Having been one of our top-traded shares all week, one of our analysts discusses their recent announcement.
Sirius Minerals (SXX) secures funding for long delayed project
AIM-listed Sirius Minerals has received a big boost to its plan to build one of the largest mines in the country. US investment bank JP Morgan has agreed to provide a large chunk of the financing necessary to complete construction on the $5bn project, through a combination of credit and underwriting. The company is also offering new shares to its shareholders in an open offer at a rate of 1 new share for every 22 currently held at a price of 15p.
Sirius is looking to extract polyhalite, a mineral commonly used as fertiliser, from under the North Yorkshire moors, but the complexity of the project and the sensitivity required due to the location have meant long delays and extensive planning.
Major investors proceeding with caution
Production should start in 2021 but the company still has to create two deep shafts and a 40km tunnel which will transport the mineral away from the site to Teesside. Those who’ve followed the company for the past few years will be familiar with the unexpected delays and rising cost projections which have come along at regular intervals, and there is a strong probability that more will follow.
Trying to value a company which is still at a relatively early stage of its development is very difficult for investors and it was notable that when major investors were offered the chance to buy new shares recently, at a price between 15p and 18p, they opted for the bottom of the range, which represented a hefty 32% discount to the previous market price. While it is positive that investors were prepared to put £327m into the project at this stage the price indicates a degree of caution in terms of valuation and it remains to be seen just how much Sirius is paying in fees to JP Morgan for the new funding.
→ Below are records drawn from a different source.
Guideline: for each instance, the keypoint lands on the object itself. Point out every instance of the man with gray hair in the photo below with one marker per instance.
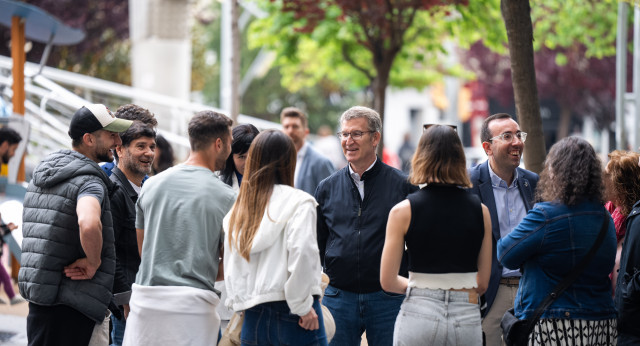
(354, 204)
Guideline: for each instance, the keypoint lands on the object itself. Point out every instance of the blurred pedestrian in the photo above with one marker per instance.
(553, 238)
(272, 229)
(354, 205)
(68, 256)
(508, 191)
(164, 156)
(622, 182)
(627, 295)
(406, 151)
(449, 255)
(233, 171)
(311, 166)
(179, 229)
(9, 141)
(328, 145)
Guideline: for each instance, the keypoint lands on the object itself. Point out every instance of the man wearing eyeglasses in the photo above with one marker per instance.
(508, 192)
(354, 205)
The future is beginning to look brighter
From a big picture perspective it is certainly good news that the main question is moving more from whether the mine will actually be completed towards what sort of return it will generate once production finally begins. Profits and dividends are clearly still many years away but the agreement with JP Morgan represents a significant endorsement, not just of the business model but also as a vote of confidence in the management to deliver the finished mine and repay the large amount of debt it has built up. We don’t have an official recommendation on the stock, which is trading at a two-year low, but there is currently no dividend and they are certainly high risk.